DeFi platforms are the latest threat to emerge to credit unions and banks, as they are designed to eliminate the role of financial institutions as middlemen. They instead rely on “smart contracts” between users that are governed completely by computer code.
Compound is one of several DeFi platforms that allow users to lend out cryptocurrencies and earn interest. But unlike similar platforms, Compound isn’t run by a central company but rather by a distributed network of users utilizing smart contracts. Compound also distributes a token, called COMP, that gives users a say in how the protocol works and whose price on Friday was about $319 per coin, according to the company.
Source of Trouble
The trouble at Compound began when users approved an update to the company’s platform that contained a bug. Compound Labs CEO Robert Leshner said on Twitter the bug caused “too much” COMP to go to some users. But since the platform is decentralized and requires a waiting period, neither his company nor anyone else had the ability to pause distribution of the tokens, according to analysts.

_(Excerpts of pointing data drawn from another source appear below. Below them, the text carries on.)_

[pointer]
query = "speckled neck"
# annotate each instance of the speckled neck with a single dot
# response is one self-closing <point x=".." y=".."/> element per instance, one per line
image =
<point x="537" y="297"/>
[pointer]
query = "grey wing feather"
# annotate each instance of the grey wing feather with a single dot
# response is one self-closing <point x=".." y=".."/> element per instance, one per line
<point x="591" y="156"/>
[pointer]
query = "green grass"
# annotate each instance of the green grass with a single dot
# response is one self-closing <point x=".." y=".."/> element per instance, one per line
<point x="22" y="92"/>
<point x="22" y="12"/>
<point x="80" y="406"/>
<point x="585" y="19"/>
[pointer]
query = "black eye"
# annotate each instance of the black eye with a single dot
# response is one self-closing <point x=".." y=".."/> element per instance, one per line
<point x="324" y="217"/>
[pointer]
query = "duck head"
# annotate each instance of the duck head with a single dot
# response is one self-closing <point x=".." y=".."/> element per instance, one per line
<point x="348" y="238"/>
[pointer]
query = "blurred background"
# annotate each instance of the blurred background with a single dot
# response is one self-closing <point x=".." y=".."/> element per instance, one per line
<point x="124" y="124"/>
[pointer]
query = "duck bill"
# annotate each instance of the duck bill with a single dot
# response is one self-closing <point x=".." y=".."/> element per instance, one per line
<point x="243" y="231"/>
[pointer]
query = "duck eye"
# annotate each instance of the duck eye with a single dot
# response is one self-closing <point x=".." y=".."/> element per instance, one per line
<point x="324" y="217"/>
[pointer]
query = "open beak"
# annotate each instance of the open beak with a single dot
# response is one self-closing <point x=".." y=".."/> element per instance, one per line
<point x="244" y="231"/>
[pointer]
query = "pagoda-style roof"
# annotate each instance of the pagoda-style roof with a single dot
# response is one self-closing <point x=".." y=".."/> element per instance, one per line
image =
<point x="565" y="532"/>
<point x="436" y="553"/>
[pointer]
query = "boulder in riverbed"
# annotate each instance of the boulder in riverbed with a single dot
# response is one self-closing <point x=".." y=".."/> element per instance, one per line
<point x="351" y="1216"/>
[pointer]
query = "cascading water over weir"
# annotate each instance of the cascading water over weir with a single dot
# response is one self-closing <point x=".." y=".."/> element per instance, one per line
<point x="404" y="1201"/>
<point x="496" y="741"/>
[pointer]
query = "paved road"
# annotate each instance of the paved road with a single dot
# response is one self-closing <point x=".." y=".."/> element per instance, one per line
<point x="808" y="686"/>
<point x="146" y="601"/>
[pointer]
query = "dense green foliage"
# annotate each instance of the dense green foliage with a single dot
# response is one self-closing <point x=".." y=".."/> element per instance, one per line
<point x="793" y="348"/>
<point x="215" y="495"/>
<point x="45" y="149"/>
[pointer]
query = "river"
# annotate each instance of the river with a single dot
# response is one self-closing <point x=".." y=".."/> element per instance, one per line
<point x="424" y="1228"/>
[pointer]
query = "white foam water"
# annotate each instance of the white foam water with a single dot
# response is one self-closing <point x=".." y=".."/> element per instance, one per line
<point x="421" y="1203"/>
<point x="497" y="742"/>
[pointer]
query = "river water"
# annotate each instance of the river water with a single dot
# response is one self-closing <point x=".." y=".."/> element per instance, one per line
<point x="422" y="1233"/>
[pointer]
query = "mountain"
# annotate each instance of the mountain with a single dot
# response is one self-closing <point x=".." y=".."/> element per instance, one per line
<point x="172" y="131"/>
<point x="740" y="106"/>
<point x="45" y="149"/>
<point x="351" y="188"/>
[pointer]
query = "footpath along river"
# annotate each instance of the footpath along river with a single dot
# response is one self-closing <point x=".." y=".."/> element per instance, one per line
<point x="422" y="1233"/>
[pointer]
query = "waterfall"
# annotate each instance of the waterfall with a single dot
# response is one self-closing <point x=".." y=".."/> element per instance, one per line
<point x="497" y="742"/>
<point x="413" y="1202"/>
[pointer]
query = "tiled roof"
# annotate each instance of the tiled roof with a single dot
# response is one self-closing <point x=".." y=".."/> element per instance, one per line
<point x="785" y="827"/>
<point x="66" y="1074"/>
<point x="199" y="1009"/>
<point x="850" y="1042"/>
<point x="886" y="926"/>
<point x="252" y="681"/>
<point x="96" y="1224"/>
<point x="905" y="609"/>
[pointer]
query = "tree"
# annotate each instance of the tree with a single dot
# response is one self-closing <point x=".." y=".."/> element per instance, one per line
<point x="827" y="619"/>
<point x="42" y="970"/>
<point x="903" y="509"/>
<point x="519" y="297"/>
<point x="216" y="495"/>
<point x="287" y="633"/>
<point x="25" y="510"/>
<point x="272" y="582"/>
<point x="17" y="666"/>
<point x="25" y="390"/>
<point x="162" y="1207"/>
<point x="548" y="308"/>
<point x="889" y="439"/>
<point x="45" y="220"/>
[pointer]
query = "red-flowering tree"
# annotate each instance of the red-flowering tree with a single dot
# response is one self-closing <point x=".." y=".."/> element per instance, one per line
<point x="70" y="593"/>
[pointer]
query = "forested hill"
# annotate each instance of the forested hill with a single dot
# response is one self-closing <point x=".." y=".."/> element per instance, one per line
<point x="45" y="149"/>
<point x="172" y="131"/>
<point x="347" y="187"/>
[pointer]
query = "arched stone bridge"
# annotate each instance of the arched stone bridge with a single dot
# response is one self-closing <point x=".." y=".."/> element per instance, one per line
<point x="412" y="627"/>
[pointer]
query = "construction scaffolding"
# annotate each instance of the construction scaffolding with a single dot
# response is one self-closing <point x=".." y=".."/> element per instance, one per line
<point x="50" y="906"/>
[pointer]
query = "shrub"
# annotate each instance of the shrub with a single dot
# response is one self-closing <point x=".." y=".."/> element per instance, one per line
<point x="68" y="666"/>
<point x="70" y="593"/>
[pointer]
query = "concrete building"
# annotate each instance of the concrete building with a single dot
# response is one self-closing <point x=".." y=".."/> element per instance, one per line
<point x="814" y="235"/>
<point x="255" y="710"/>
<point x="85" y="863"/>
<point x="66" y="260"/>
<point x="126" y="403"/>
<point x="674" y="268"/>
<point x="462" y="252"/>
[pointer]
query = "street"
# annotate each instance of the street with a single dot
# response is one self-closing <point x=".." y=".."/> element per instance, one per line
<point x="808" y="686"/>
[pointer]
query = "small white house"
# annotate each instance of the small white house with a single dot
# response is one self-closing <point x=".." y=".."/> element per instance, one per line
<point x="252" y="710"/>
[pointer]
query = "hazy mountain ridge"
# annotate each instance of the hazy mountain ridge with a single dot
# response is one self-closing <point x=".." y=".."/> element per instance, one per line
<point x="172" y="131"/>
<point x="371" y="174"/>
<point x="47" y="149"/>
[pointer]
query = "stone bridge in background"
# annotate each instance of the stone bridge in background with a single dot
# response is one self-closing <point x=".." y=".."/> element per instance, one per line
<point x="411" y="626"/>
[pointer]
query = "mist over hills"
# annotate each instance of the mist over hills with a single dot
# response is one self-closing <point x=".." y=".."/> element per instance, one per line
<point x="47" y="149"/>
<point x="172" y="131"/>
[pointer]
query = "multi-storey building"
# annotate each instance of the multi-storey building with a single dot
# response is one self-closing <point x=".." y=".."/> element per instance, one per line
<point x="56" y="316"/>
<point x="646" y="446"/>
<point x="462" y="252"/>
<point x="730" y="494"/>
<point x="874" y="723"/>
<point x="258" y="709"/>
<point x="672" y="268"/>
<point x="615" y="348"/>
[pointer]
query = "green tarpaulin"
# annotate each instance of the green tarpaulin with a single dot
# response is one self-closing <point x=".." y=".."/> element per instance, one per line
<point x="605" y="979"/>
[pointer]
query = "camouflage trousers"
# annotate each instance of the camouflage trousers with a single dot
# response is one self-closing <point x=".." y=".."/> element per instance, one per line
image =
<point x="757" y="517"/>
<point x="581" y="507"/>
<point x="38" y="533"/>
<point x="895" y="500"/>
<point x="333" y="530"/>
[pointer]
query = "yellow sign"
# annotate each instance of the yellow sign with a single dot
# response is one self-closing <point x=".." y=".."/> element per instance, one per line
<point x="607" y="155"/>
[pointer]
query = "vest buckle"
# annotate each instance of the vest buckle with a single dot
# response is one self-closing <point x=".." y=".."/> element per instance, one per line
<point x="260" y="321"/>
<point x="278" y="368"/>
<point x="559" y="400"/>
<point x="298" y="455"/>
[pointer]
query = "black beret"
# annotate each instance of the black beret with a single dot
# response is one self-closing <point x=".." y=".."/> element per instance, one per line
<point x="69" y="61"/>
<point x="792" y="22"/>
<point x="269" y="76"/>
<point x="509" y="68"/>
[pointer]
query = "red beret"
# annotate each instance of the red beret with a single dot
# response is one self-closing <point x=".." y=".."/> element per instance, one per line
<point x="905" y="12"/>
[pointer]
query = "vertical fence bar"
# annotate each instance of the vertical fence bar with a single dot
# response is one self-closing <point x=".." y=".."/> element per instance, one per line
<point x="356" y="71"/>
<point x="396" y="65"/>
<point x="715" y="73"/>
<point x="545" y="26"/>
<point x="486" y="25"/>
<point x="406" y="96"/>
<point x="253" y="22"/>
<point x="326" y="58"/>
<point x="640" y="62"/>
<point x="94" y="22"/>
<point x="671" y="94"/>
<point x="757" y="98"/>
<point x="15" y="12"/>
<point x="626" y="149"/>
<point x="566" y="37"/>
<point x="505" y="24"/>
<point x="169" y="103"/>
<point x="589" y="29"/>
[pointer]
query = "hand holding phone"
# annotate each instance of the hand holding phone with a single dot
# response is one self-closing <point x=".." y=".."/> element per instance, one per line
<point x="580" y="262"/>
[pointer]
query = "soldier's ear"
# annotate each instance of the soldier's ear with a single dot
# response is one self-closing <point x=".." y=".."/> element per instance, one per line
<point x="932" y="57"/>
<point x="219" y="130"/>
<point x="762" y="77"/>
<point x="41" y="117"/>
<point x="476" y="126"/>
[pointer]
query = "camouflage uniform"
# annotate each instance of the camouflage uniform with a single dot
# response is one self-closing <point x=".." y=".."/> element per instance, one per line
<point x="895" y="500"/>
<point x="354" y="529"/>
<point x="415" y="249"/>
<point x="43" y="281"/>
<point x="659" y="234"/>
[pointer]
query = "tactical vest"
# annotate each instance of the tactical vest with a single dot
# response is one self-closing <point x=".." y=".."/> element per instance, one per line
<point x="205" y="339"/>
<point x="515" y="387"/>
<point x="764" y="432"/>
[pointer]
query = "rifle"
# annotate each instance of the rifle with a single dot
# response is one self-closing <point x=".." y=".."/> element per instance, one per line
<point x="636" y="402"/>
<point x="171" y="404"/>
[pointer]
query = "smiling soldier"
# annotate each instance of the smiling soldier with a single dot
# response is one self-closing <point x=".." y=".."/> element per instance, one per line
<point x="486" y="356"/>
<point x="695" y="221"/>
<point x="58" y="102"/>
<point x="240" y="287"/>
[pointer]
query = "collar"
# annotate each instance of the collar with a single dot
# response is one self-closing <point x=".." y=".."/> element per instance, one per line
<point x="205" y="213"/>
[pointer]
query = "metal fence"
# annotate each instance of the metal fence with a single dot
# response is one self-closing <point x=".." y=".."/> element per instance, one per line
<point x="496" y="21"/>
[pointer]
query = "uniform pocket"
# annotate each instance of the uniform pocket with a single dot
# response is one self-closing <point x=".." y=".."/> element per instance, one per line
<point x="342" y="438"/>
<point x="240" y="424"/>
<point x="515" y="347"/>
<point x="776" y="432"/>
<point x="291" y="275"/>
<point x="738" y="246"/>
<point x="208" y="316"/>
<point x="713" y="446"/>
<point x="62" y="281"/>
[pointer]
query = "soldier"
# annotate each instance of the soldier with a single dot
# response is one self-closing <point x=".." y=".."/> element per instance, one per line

Leshner said the impact was limited to 280,000 COMP tokens, which as of last week was about $89.3 million.
Leshner said in a statement the mistake indicates Compound’s protocol needs to have a lengthier review process and more community developers hunting for errors before changes are introduced.
Threats Made
After Compound users claimed the erroneous tokens, Leshner on Twitter threatened to reveal their identities to the Internal Revenue Service if they didn’t return most of them. He later apologized for the threat.
The company said the error didn’t endanger users’ funds, but analysts said it will hurt perceptions of trust and reliability in DeFi solutions.